From the Guidelines
Troponin testing is necessary for this patient, even though they are currently asymptomatic and not tachycardic, to rule out myocardial injury. When a patient presents with a history of chest tightness and tachycardia, obtaining a troponin level is crucial to identify potential cardiac damage, as indicated by the 2014 AHA/ACC guideline for the management of patients with non-ST-elevation acute coronary syndromes 1. The guideline recommends serial cardiac troponin I or T levels at presentation and 3 to 6 hours after symptom onset in all patients who present with symptoms consistent with acute coronary syndrome (ACS) to identify a rising and/or falling pattern of values 1. Key points to consider in this scenario include:
- The patient's initial symptoms of chest tightness and tachycardia suggest a possible ACS, which warrants further investigation with troponin testing 1.
- The absence of ongoing symptoms does not exclude the possibility of myocardial damage that occurred during the symptomatic period, making troponin testing an essential component of the evaluation.
- The 2014 AHA/ACC guideline emphasizes the importance of troponin testing in patients with suspected ACS, even if the initial ECG is not diagnostic, to detect ischemic changes and identify patients at high risk of adverse outcomes 1. Therefore, troponin testing should be performed at presentation and repeated at 3-6 hours to ensure accurate diagnosis and appropriate management of potential myocardial injury.
From the Research
Diagnostic Evaluation for Acute Coronary Syndrome
- The patient's initial presentation of chest tightness and tachycardia, followed by asymptomatic status, still warrants further evaluation for acute coronary syndrome (ACS) 2, 3, 4.

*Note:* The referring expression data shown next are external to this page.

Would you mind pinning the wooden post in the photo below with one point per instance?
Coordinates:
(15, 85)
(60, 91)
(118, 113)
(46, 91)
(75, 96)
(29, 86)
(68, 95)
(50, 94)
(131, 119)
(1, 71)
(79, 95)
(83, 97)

- Electrocardiography (ECG) should be performed within 10 minutes of presentation to distinguish between ST-segment elevation myocardial infarction (STEMI) and non-ST-segment elevation ACS (NSTE-ACS) 3, 4.
- If the ECG finding is normal, troponin levels should be measured using one of several recommended protocols to rule out ACS 2, 3, 5.
- High-sensitivity troponin measurements are the preferred test to evaluate for non-ST-segment elevation myocardial infarction (NSTEMI) 4.
- A validated risk score, such as the Thrombolysis in Myocardial Infarction score or HEART score, may also be useful in assessing the patient's risk for ACS 2, 3.
Troponin Measurement and Interpretation
- Cardiac troponin (cTn) is the gold-standard marker for acute myocardial necrosis and is highly specific for myocardial injury 6.
- Elevated cTn levels can occur in acute non-ACS conditions, as well as in chronic diseases, and are directly correlated to prognosis 6.
- The ability to detect increased cTn using high-sensitivity assays following extreme exercise or other non-ACS conditions emphasizes the need to interpret cTn levels in the context of the patient's condition and according to standard recommendations 6, 5.
- Diagnostic algorithms based on up-to-date evidence should be used to enhance the efficient differential diagnosis of acute coronary syndromes in the emergency department 5.
Risk Stratification and Further Evaluation
- If the ECG finding is normal and results of two troponin tests are negative, risk stratification should be calculated using a validated risk score to determine the need for further evaluation 2.
- Further evaluation to exclude coronary artery disease (CAD) may include exercise treadmill testing, stress echocardiography, myocardial perfusion scintigraphy, or coronary computed tomography angiography 2, 3, 4.
- Prompt invasive coronary angiography and percutaneous or surgical revascularization may be necessary for high-risk patients with NSTE-ACS without contraindications 4.